I was huddled on the floor with my children as the cottage burned around us. I was trapped in that hellish heat, knowing that my children were going to die because of what I was.
The vision was so strong that I couldn't breathe. I was left gasping and nauseated and clutching the edge of the table. It was your classic burn-the-witch flashback, one that any woman healer - any woman, really - will be familiar with.
My friend sat across the table, hand wrapped around his coffee mug, looking at me quietly. With empathy, but also with a prosaic “yeah, that’ll happen” demeanor.
For years, whenever this vision would pop in, I would see a tree, barren and blackened by flame. It’s only been recently that the tree has begun to flourish and blossom again.
Whether this is something that really happened to me in a past life, or was my assimilation of the collective consciousness, or was simply my subconscious processing fear doesn’t really matter. Even though I’ve worked with it for years and healed much of it, it still has the power bring tears to my eyes.
Years later, I was working with a healer on burnout. Energetic work - channeling, healing, holding space, helping people process their emotions - can completely tank you out if you aren’t replenishing yourself properly, and I hadn’t been. She noticed that I kept putting my right hand on my neck and tipping my head to the left when I was thinking, something I’ve done for as long as I can remember.
She closed her eyes, opened them again, and told me that I'd been hanged in a past life for being a channeler.
I think of that every time I find myself holding my neck.
Coming out as a channeler was hard - it took me years. I still feel uncomfortable talking about it with people, and not just because it's a tricky thing to explain. Even though I've become slightly more open with it, whenever I think about posting something extra hippie on social media - crystals, oils, sage, whatever I’m geeking out about at the moment - I hesitate.
Lately, I’ve been thinking about where I’m still hiding, where I'm not stepping in fully. And what my responsibility is to those who have come before me and those who will come after.
Part of our feminine ancestry as healers, herbalists, and midwives has been many millennia of fear and often violent death.
But it’s safer now than it has been in any point in known history to practice this light.

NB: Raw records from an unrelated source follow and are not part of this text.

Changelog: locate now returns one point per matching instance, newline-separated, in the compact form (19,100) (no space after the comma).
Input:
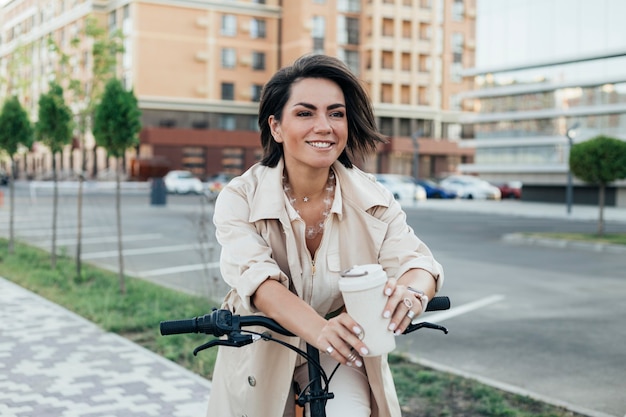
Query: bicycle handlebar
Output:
(222,322)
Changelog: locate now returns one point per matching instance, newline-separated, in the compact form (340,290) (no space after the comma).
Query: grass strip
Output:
(613,239)
(136,315)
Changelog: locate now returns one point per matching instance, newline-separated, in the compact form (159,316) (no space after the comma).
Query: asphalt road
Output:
(538,320)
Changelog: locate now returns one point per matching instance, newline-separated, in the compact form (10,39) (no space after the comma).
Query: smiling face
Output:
(313,127)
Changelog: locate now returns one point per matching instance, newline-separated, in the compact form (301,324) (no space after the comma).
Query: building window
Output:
(386,93)
(457,58)
(112,21)
(351,58)
(255,92)
(229,58)
(319,29)
(458,10)
(194,160)
(388,27)
(387,61)
(258,61)
(257,28)
(227,122)
(350,6)
(386,126)
(229,25)
(228,91)
(232,159)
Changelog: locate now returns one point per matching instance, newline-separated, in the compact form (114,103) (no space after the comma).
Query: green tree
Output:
(104,46)
(599,161)
(15,130)
(54,129)
(116,125)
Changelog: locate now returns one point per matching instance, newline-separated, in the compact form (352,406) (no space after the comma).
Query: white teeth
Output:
(320,144)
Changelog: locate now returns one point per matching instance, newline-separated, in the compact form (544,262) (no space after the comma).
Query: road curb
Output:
(523,239)
(510,388)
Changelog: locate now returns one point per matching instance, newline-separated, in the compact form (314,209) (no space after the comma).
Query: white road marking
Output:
(110,239)
(43,232)
(177,269)
(465,308)
(141,251)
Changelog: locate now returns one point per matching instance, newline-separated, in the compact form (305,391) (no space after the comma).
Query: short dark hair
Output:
(363,135)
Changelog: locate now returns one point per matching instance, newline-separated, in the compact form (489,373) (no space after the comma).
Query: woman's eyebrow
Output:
(312,107)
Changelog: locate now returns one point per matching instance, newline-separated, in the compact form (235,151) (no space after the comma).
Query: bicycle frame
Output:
(223,323)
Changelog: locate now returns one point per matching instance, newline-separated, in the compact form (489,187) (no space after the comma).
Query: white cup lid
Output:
(362,277)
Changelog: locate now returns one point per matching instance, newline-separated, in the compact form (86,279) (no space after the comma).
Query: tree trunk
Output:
(11,247)
(79,225)
(55,202)
(119,229)
(601,189)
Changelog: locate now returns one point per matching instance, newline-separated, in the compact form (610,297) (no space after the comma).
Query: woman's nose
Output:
(322,125)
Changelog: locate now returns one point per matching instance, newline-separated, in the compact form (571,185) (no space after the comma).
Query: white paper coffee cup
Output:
(362,287)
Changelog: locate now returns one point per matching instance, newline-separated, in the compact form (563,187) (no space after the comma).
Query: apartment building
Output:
(198,67)
(543,67)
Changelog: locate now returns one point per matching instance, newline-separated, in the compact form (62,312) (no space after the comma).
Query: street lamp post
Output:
(416,171)
(570,134)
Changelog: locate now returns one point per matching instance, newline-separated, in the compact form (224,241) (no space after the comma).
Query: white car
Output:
(182,182)
(402,187)
(469,187)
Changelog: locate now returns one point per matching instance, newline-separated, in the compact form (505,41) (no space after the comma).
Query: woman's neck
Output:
(307,184)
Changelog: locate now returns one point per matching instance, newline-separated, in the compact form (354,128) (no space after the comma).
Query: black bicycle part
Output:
(223,323)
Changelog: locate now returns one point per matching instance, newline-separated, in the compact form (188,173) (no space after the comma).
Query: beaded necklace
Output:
(312,231)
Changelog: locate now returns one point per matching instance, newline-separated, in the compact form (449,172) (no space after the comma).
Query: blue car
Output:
(434,190)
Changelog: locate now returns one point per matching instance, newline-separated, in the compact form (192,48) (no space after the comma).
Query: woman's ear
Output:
(275,129)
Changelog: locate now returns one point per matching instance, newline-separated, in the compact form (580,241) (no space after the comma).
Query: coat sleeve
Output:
(246,258)
(402,250)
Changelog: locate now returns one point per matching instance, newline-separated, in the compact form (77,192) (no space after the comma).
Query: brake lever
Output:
(235,339)
(427,325)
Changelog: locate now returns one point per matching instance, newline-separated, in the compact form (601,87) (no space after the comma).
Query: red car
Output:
(510,189)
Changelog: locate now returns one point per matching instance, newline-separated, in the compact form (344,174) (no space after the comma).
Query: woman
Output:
(288,227)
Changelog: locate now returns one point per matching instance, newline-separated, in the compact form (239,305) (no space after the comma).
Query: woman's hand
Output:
(341,339)
(404,304)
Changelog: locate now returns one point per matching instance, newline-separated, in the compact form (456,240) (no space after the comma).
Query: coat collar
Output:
(357,188)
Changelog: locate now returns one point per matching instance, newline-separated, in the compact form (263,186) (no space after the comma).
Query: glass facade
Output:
(543,66)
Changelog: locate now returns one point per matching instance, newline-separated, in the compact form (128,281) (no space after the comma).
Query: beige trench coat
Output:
(251,218)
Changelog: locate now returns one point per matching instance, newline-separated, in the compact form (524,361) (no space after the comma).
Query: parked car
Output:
(4,177)
(216,182)
(469,187)
(182,182)
(402,187)
(510,189)
(434,190)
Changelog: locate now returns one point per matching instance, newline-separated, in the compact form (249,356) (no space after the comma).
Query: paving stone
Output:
(55,363)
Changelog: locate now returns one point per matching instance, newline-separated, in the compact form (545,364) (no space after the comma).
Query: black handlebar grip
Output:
(179,326)
(438,303)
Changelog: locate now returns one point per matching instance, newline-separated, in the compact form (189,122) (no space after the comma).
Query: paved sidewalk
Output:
(55,363)
(518,208)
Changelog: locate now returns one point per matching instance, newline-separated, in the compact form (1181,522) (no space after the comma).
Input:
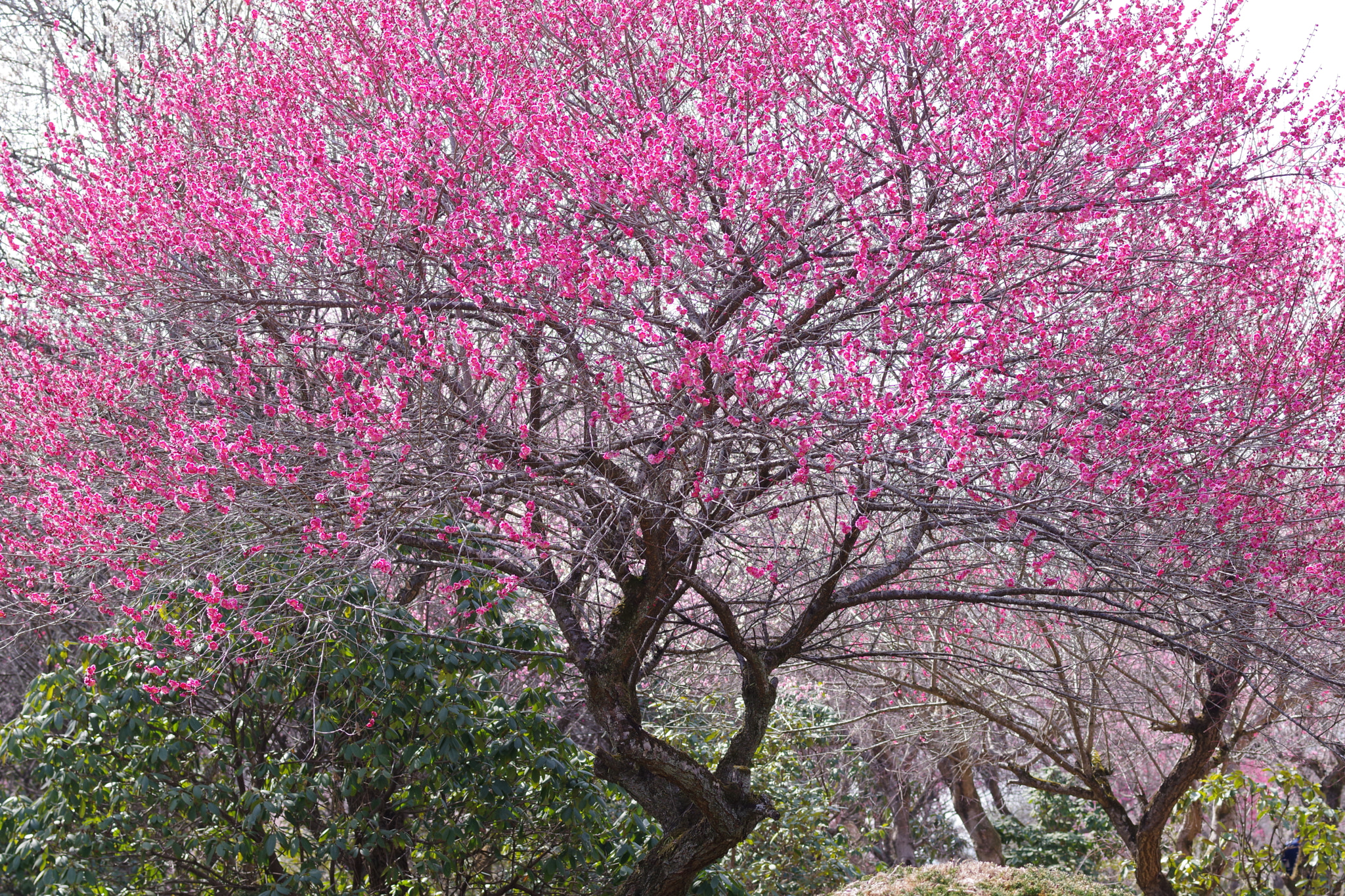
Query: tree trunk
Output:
(1191,828)
(903,847)
(957,771)
(1206,733)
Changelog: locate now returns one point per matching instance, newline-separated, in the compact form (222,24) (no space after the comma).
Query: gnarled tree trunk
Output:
(957,770)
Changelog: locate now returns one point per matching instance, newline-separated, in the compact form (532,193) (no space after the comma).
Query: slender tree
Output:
(747,326)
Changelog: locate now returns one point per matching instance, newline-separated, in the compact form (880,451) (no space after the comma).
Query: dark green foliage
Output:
(977,879)
(1067,833)
(355,754)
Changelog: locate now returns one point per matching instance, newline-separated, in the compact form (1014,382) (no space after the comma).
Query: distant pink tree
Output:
(752,327)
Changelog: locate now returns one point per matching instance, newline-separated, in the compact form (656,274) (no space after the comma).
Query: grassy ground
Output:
(977,879)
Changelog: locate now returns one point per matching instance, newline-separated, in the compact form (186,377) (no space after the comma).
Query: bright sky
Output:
(1279,30)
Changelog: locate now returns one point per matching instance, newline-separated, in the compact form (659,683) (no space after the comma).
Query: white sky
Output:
(1279,30)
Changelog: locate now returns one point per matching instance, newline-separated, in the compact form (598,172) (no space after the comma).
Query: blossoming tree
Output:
(745,327)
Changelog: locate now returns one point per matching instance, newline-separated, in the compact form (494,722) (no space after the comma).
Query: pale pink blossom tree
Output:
(749,326)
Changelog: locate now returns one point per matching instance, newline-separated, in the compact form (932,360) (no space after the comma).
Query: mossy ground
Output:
(978,879)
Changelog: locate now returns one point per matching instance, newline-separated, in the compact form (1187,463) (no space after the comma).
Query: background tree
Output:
(755,330)
(357,754)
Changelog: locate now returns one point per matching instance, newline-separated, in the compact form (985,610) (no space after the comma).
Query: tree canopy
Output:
(799,333)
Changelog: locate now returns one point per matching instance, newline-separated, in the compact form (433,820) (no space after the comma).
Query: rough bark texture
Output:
(957,771)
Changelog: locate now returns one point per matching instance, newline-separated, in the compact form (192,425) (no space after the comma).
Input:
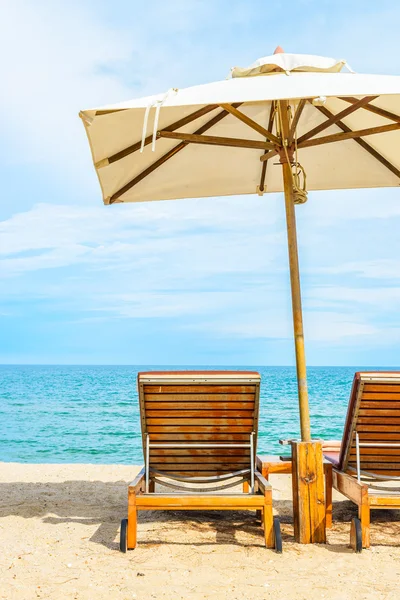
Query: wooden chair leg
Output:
(364,514)
(268,525)
(328,496)
(132,520)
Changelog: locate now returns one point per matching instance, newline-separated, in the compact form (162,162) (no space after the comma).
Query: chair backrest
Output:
(373,413)
(187,407)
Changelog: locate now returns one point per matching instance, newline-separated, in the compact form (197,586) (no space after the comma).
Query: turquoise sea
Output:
(89,414)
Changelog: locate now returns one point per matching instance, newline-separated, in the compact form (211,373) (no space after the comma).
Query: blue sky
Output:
(187,282)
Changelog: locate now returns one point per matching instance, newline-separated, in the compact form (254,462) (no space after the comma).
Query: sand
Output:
(59,533)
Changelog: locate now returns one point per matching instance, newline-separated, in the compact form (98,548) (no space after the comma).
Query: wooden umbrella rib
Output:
(349,135)
(265,163)
(215,140)
(250,123)
(166,157)
(177,125)
(268,155)
(374,109)
(296,120)
(363,144)
(335,118)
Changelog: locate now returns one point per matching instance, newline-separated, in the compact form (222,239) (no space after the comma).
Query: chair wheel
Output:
(123,536)
(356,535)
(277,535)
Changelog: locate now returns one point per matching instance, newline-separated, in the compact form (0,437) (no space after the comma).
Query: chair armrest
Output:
(262,482)
(138,481)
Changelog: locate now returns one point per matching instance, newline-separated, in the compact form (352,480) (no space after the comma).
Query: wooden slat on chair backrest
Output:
(199,407)
(374,412)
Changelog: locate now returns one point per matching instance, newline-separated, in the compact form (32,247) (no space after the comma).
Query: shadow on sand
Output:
(97,502)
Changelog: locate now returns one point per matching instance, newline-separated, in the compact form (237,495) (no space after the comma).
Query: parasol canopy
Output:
(288,122)
(224,138)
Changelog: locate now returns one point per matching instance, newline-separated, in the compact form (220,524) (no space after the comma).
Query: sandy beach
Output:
(59,531)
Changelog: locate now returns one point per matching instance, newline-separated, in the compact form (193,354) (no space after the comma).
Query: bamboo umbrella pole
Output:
(295,280)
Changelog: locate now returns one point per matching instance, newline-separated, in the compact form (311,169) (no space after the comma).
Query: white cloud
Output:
(388,268)
(177,238)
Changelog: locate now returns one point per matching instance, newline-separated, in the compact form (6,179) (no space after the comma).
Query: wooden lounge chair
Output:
(199,433)
(369,456)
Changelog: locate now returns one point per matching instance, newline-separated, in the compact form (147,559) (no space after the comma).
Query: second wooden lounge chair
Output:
(368,462)
(199,433)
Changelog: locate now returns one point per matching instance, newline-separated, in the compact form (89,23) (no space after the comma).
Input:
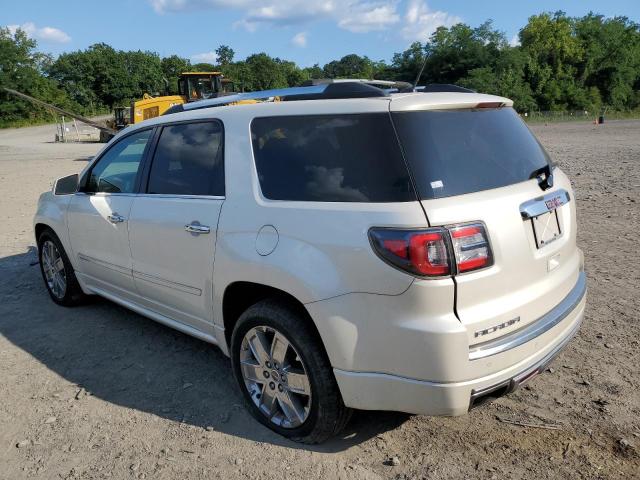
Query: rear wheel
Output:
(284,374)
(57,272)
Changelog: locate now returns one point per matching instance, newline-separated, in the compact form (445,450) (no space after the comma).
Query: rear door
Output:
(172,226)
(484,165)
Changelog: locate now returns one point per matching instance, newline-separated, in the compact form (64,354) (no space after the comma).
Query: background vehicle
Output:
(192,86)
(310,240)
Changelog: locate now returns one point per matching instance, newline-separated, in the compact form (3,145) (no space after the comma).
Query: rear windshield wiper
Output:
(544,176)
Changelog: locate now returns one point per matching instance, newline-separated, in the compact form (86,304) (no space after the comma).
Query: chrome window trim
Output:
(152,195)
(536,328)
(537,206)
(184,197)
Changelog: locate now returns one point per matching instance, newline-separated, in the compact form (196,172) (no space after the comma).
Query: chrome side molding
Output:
(546,203)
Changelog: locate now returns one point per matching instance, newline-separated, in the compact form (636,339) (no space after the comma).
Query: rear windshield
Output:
(453,152)
(330,158)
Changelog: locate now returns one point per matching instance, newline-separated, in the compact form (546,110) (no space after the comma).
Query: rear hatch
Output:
(483,165)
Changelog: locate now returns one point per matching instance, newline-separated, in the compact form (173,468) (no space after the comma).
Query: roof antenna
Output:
(424,64)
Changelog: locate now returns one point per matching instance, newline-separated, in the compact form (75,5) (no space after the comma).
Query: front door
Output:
(172,226)
(98,216)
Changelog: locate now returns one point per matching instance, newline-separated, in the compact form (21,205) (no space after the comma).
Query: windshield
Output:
(453,152)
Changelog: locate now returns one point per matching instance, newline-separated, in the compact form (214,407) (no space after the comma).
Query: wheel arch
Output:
(240,295)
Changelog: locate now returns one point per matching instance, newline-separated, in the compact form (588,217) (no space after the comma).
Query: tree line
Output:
(559,63)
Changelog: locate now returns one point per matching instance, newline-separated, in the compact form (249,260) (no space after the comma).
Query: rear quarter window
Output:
(330,158)
(453,152)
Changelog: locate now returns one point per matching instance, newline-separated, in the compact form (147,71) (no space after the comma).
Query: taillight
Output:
(434,252)
(471,247)
(421,252)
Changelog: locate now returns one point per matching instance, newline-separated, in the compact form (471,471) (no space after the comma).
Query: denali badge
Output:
(487,331)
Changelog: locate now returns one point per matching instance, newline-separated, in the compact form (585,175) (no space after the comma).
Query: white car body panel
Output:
(173,269)
(99,247)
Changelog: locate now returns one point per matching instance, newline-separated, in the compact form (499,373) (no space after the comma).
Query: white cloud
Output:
(366,17)
(353,15)
(300,39)
(421,21)
(205,57)
(45,34)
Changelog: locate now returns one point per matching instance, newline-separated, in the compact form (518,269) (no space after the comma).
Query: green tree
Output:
(350,66)
(553,52)
(21,69)
(172,67)
(225,54)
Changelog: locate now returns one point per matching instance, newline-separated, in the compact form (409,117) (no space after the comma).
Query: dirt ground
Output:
(100,392)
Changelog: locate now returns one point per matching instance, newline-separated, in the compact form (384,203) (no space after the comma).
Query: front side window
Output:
(117,170)
(330,158)
(189,160)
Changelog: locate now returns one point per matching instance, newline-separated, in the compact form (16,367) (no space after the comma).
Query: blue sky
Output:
(306,31)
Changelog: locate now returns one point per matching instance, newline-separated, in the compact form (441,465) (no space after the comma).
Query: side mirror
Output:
(66,185)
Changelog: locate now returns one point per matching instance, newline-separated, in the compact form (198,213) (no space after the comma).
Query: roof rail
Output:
(383,84)
(314,92)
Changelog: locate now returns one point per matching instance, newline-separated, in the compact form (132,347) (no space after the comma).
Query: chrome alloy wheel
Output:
(275,377)
(53,268)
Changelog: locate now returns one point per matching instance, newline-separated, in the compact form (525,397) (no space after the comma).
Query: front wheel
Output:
(284,374)
(57,271)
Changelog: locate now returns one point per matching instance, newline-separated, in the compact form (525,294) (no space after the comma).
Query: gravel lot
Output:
(100,392)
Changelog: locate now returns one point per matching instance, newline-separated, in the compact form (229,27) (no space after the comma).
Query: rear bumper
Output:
(382,391)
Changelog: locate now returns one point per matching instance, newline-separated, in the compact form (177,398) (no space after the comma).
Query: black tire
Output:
(73,294)
(327,414)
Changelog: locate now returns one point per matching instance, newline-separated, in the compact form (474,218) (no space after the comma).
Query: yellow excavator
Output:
(192,86)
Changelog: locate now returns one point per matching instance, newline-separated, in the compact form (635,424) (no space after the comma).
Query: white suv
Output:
(347,247)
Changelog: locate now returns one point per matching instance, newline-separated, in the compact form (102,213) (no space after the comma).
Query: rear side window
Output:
(188,160)
(117,169)
(330,158)
(453,152)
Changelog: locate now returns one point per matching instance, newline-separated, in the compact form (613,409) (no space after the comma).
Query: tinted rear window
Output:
(330,158)
(452,152)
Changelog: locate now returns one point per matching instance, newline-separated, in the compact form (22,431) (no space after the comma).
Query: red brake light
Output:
(428,253)
(471,247)
(419,252)
(431,252)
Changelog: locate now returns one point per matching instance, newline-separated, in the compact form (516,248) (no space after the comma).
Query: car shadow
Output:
(128,360)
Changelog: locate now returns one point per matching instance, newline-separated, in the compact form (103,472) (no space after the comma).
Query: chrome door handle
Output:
(195,227)
(115,218)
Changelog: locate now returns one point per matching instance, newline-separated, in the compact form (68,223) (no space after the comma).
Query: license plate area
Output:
(546,228)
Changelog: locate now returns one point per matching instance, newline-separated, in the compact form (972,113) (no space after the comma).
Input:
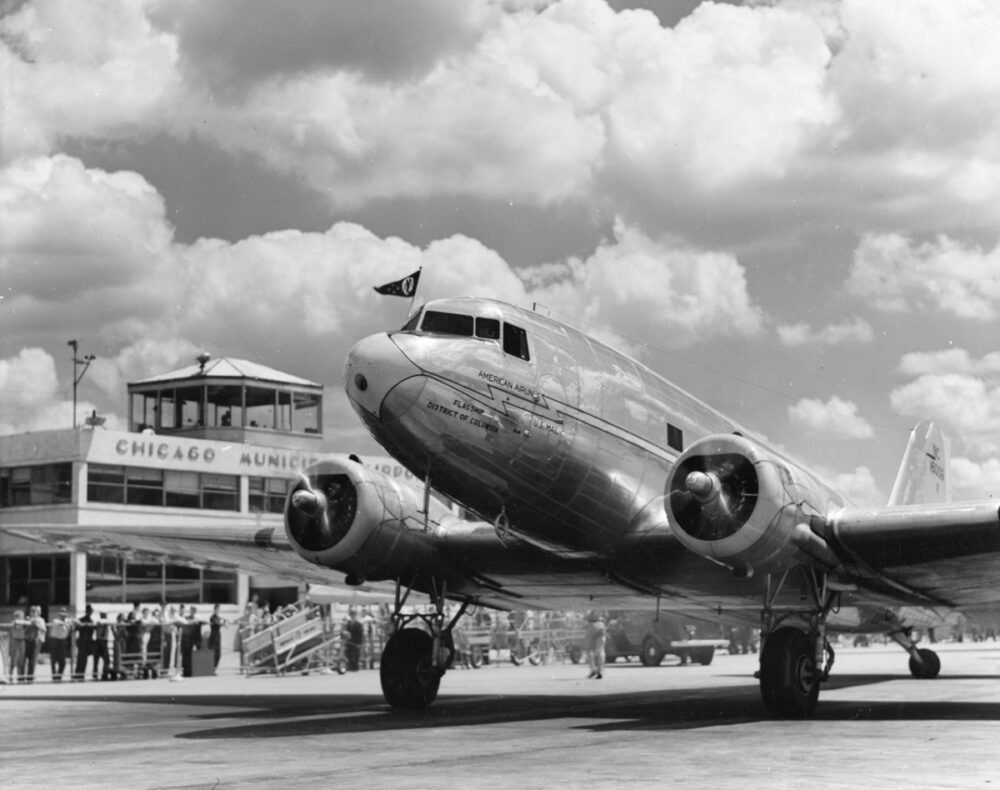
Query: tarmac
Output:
(515,727)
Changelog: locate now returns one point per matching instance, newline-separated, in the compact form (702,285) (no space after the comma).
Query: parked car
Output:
(650,638)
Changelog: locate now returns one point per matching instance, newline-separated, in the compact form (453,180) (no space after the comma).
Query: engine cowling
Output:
(742,505)
(353,518)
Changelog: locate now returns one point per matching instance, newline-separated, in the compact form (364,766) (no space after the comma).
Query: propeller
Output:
(319,517)
(713,496)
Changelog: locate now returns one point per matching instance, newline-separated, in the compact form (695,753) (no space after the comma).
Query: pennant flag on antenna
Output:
(406,287)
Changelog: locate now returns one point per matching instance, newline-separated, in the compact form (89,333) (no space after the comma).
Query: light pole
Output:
(77,362)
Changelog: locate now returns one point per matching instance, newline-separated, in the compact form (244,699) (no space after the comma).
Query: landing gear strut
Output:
(795,659)
(416,656)
(924,663)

We are now on the leading edge of processing that pain and that trauma for thousands of our ancestors, for our future children, and for the collective. But it’s not easy. It can make something as simple as an Instagram post feel deeply unsafe.
I’m a channeler and an empath and a light worker. And since we are all mirrors of each other, if you’re reading this, you're probably a healer too.
If you’ve ever held energy in your hands or used light to heal an energetic wound or burned sage and felt the difference, this is part of your journey. If you know you’re meant for something bigger and you feel right on the edge of that power, this is part of your story.
We are all part of this history, whether in past or present lived experience or as a member of the collective.
I want to fully step into this. I want to own the witch and the hippie and the channeler and know that those are all just labels to help put words to a universal truth that we are all so much bigger and brighter than we know. We have power we don’t yet fully understand. We have access to wisdom and abilities that we are only just beginning to dream of.
It’s time to harness our potential and learn to ride the edge of that wave. Because it’s just beginning - and it’s going to take us somewhere we can't yet imagine.